Apatow became a regular at Hollywood club The Improv, where his act revolved around his "failure to convince any woman to sleep with me". But he struggled to make a name for himself, and it was while he was sharing an apartment with his friend, Adam Sandler, that he made a very important decision.
"I was 21 and living with Adam and drinking a lot, and I remember thinking, this is a drag that he's so much funnier than I am," he said.
Once he switched to writing, his luck slowly began to change. Garry Shandling, who was hosting the Grammy Awards, asked him to write jokes for him. That led to a longer stint on Shandling's The Larry Sanders Show, where his writing earned six Emmy nominations.
In the mid-1990s, Apatow gained a reputation as a movie rewrite specialist after salvaging the script for Jim Carrey's 1996 comedy, The Cable Guy. He also rewrote Carrey films Liar, Liar and Bruce Almighty and Adam Sandler's The Wedding Singer.
But Apatow's own projects had a habit of crashing and burning. In 1999, he created a clever TV sitcom pilot called Sick In The Head about a psychiatrist and his patients, but no one picked it up. Two further pilots, North Hollywood and Life On Parade, were also rejected. He had some success with Freaks And Geeks, a 1990 sitcom about Californian teens that launched the careers of Seth Rogen, Jason Segel and James Franco. The critics loved it, but it was cancelled after only one season.
But Apatow kept plugging away, and in the mid-2000s things finally began to click for him. He scored a big success in 2004 as producer of the Will Ferrell comedy Anchorman: The Legend Of Ron Burgundy, a hilarious spoof on TV news shows.
But it was his innovative directorial debut, The 40-Year-Old Virgin, that really established Apatow as a Hollywood player. In his first lead role, Steve Carell played Andy Stitzer, a shy and geeky 40-year-old who lives alone and has never had a girlfriend.
When he's playing cards with his friends and they start talking about sex, Andy tries to join in. But when he compares the feel of a woman's breast to "a bag of sand", it becomes obvious he's still a virgin, and his buddies set out to hook him up with a woman.
The 40-Year-Old Virgin was acclaimed by critics and did reasonably well at the box office. And it was on this film that the Apatow romcom formula began to emerge. Geeky, neurotic men would pursue shrewish and seemingly unattainable females against a backdrop of penis jokes and humour based on bodily functions. It was part Woody Allen, part Adam Sandler, but it felt new and original – and it worked.

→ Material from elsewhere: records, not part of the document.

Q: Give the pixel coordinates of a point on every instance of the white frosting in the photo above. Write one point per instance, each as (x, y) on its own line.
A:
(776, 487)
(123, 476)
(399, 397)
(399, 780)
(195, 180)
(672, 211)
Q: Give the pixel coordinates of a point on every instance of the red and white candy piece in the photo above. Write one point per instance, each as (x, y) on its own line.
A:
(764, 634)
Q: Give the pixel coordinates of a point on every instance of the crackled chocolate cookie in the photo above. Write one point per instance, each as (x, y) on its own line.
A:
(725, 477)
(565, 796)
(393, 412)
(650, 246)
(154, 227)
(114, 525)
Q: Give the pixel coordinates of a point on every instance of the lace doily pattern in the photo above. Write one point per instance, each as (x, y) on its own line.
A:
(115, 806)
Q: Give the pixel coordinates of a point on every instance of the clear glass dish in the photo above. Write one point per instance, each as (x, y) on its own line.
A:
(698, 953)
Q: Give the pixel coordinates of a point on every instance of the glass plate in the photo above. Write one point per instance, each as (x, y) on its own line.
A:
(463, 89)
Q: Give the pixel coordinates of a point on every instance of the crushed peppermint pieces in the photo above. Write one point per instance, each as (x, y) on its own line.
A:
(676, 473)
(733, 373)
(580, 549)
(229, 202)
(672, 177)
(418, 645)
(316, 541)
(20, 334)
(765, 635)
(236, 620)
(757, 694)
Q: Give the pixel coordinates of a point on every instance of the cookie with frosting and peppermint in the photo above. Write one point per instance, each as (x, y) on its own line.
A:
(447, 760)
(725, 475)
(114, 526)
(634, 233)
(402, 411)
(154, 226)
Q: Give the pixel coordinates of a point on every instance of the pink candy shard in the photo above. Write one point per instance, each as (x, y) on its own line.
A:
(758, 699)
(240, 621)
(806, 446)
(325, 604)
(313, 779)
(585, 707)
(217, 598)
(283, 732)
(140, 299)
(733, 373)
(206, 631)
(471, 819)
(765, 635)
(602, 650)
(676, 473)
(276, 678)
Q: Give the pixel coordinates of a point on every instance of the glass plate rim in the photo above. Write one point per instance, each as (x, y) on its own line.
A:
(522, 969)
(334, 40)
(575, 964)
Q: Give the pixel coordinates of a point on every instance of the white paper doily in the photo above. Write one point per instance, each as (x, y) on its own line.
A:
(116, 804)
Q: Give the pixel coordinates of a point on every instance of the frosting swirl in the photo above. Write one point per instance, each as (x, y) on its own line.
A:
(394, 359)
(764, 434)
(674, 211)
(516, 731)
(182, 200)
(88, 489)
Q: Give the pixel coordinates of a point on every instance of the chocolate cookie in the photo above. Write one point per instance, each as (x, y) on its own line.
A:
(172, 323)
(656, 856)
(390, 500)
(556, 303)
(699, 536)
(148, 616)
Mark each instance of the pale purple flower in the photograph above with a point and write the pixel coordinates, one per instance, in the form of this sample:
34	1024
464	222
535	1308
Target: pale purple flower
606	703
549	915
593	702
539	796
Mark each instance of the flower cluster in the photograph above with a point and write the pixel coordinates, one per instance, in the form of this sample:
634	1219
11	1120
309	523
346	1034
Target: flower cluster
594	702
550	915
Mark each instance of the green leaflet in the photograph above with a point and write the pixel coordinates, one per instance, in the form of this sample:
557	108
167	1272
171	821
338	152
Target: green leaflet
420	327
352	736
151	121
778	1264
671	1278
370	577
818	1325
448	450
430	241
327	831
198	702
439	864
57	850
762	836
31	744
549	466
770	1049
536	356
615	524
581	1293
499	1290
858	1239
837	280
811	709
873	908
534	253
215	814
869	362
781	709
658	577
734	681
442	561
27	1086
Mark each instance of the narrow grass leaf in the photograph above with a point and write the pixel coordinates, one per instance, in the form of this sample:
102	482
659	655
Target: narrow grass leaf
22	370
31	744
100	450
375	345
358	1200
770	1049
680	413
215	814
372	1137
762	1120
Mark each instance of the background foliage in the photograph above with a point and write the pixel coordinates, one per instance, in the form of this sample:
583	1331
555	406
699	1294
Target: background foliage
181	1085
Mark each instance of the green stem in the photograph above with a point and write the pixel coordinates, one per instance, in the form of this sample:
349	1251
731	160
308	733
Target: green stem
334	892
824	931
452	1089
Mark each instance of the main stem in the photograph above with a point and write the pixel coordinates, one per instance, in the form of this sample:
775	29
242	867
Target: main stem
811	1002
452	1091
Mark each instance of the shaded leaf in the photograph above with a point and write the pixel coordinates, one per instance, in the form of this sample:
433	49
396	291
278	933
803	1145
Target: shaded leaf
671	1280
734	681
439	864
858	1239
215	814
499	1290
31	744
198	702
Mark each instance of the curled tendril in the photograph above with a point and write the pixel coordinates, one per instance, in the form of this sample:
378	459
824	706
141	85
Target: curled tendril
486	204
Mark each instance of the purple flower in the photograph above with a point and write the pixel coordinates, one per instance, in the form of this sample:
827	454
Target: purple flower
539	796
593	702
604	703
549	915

His next film as director, Knocked Up, was harder hitting. Katherine Heigl played Alison Scott, a workaholic TV producer who becomes pregnant after a one-night-stand with a pot-smoking slacker.
The film made more than $200m (€150m) at the box office – a huge return for a comedy. And while some critics loved it, others complained about the crudity. Apatow was unrepentant. "America fears the penis," he has said, "and that's something I'm going to help them get over."

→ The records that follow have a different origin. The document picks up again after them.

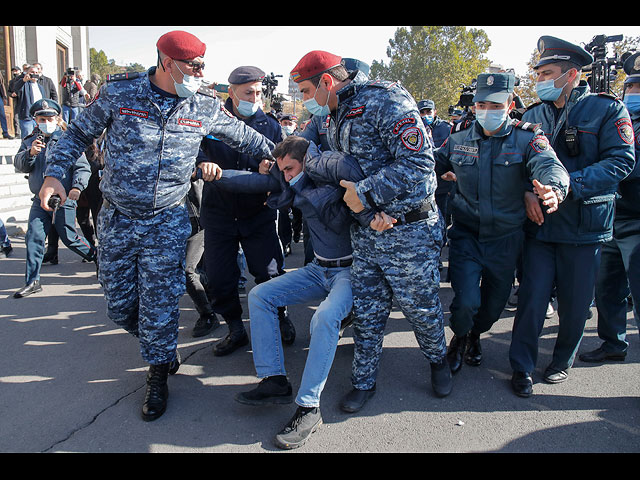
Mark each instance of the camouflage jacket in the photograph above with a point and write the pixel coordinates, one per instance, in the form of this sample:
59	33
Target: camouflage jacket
379	124
149	157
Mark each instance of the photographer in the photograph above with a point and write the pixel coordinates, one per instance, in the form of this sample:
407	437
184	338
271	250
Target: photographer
72	94
31	159
29	88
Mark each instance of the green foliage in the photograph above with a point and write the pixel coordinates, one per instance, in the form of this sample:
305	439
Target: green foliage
432	62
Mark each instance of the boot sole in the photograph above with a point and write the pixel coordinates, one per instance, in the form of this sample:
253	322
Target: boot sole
291	445
283	400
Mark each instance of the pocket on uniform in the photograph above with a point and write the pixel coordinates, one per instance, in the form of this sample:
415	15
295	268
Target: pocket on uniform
596	214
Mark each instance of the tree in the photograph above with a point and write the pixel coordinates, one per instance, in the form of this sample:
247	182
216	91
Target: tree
432	62
527	88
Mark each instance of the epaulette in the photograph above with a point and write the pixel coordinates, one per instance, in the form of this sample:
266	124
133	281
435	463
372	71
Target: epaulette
461	125
610	95
532	127
533	105
123	76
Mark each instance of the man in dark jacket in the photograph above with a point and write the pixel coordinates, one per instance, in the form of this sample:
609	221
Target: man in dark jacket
232	220
308	180
29	88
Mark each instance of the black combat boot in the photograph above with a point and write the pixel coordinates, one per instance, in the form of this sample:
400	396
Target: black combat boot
455	352
473	355
155	400
236	338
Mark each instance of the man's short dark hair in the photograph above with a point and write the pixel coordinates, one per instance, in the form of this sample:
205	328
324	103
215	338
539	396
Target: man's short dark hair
293	145
338	72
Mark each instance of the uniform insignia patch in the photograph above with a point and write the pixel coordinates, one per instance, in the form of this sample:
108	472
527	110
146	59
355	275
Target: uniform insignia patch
539	143
402	123
189	123
355	112
625	130
412	138
134	112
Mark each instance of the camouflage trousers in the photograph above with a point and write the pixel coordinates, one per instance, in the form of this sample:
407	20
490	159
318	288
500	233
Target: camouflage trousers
403	263
142	272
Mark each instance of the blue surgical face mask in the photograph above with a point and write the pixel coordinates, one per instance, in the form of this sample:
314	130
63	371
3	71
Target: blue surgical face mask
47	128
491	120
296	178
189	86
632	101
316	109
547	90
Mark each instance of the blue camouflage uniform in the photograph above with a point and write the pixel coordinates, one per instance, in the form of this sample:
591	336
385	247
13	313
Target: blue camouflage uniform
488	211
400	180
565	249
40	221
152	142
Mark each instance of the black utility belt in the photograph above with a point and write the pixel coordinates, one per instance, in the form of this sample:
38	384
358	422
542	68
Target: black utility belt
341	262
428	206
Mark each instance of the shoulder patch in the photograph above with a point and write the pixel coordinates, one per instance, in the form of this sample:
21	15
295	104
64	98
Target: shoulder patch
532	127
539	143
401	123
462	125
412	138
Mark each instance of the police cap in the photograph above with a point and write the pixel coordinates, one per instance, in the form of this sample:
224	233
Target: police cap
242	75
424	104
632	68
554	50
45	107
181	45
314	63
352	64
494	87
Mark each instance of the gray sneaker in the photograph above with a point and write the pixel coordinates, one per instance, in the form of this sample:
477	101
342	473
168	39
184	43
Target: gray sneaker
304	422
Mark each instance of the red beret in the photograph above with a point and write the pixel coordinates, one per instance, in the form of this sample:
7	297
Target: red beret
181	45
314	63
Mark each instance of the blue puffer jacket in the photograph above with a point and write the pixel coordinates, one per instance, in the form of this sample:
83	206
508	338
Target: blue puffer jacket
606	156
149	158
317	194
215	201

After Knocked Up, his name began popping up all over the place. Between 2007 and 2010 he produced a string of hit comedies, from Superbad and Forgetting Sarah Marshall to Bridesmaids, Get Him To The Greek and Step Brothers. And though he neither wrote nor directed any of those, the Apatow tone was very evident.
His rise has been remarkable, and his comic formula so successful that other writers and filmmakers have done their best to copy it. His protégés Seth Rogen and Jason Segel have become big stars, and Apatow's crude but undeniably funny comedies have caught the pulse of a generation.
His love of crass, sexual references has been constantly criticised, but seems to strike a chord with young Americans. "It's so difficult to shock these days," he says, but as This Is 40 proves, he's clearly going to keep on trying.